Ганс стрелой вылетел из комнаты. Бальрих, Тильда и Польстерша в глубоком молчании пустились в путь по бесконечным темным лестницам, без ковровых дорожек, по коридорам с сотнями дверей, унылым, как в больнице, с окнами без занавесей, за которыми стоял хмурый зимний рассвет, такой же безрадостный, как жизнь бедняков. "Вот она, наша участь", - думал Бальрих, которого оторвали от учебника греческого языка.
Дойдя до площадки, где жили Динкли, он увидел открытую дверь и выбежавшую из комнаты Малли.
- Нет, я все брошу! Не могу я так жить! - визжала она и чуть не сшибла с ног Польстершу, которая тоже взвизгнула. Бальрих пытался задержать Малли, но она вырывалась изо всех сил и продолжала кричать, что все бросит. Когда она, наконец, замолчала, из комнаты донеслась ругань Динкля и детский рев.
- Почему ты держишь меня? - всхлипывала Малли. Бальрих показал на окно, за которым серело тусклое утро.
- Броситься в окно и то лучше! - стонала она. Тогда Бальрих спросил:
- Динкль обижает тебя? - И в голосе его прозвучала угроза.
Но она схватила брата за руку и умоляюще заговорила:
- Динкль не виноват! И дети тоже, хотя они и замучили меня.
- Тогда пойдем, так продолжаться не может. - И он повел ее домой.

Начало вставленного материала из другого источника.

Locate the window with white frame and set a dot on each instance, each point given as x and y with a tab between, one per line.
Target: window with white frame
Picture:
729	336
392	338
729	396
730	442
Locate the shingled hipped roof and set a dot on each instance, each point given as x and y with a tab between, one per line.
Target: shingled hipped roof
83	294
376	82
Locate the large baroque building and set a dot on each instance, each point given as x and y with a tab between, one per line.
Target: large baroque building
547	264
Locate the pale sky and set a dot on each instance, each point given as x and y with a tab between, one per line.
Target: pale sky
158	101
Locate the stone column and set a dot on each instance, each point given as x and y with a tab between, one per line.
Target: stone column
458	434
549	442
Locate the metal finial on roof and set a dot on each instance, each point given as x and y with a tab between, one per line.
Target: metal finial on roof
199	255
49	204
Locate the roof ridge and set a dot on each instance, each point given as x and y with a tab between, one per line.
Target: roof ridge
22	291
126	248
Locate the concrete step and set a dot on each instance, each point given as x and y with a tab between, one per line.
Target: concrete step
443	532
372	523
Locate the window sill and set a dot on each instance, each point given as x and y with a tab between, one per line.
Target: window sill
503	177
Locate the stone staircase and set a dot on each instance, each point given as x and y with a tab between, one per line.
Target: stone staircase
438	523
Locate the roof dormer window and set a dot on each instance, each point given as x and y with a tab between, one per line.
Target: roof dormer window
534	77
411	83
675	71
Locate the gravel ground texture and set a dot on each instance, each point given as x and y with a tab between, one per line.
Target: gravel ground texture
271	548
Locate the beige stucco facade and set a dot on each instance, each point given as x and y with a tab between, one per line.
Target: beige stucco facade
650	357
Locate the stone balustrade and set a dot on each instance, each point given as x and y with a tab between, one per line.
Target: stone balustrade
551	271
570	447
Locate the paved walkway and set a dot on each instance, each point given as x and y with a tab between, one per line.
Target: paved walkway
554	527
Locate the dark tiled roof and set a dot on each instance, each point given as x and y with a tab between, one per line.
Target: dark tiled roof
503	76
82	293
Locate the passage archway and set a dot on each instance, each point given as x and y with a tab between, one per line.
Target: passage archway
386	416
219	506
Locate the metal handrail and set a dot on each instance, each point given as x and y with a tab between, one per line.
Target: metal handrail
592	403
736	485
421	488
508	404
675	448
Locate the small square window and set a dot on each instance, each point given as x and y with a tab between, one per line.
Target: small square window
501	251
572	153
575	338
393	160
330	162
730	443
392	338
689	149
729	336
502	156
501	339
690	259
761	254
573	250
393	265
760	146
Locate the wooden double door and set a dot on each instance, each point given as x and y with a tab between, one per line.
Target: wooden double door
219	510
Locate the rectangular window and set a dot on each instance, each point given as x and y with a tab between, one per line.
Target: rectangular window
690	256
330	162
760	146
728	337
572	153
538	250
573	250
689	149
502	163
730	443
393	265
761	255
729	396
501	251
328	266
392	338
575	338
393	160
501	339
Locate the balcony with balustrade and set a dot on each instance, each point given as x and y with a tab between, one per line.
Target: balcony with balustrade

Динкль шлепал ребенка. На полу посреди комнаты стоял грязный таз для умывания.
- Вот так начинается день, - сказал Динкль. И когда на минуту наступила тишина, послышалось блаженное чмоканье ребенка, который, лежа на комоде, шевелил ручонками.
Малли вынесла умывальный таз, затем с помощью Польстерши принялась одевать и причесывать детей. Динкль, будучи не в духе после этой сцены, сердито напустился на шурина.
- А-а, господин Бальрих? Наконец-то удостоили нас своим присутствием. Скажите, какой скрытный? Разбогатели, да? Зарабатываете денежки, как Яунер?
Бальрих чуть не вспылил, но сдержался.
- Скоро ты сам поймешь, Динкль, какой ты дуралей.
- А ты, - вскипел Динкль, - зубришь латынь, как буржуй. Поэтому и Тильду не знаю до чего довел, негодяй. - И он указал на Тильду, которая стояла тут же, закрыв лицо передником. - Дядя Геллерт рассказал нам кое-что про тебя.
- Вот пусть он и скажет это вам, - громко заявил Бальрих, обращаясь к старику маляру, стоявшему в дверях.
Тот хотел было тут же повернуть назад, но Ганс втолкнул его в комнату. Затем барчук повел носом, но в комнате пахло только что вставшими с постели людьми, а не той, кого искал его взгляд. Все же Лени, наконец, вышла из своей конуры. И Ганс Бук, расталкивая всех, устремился к ней.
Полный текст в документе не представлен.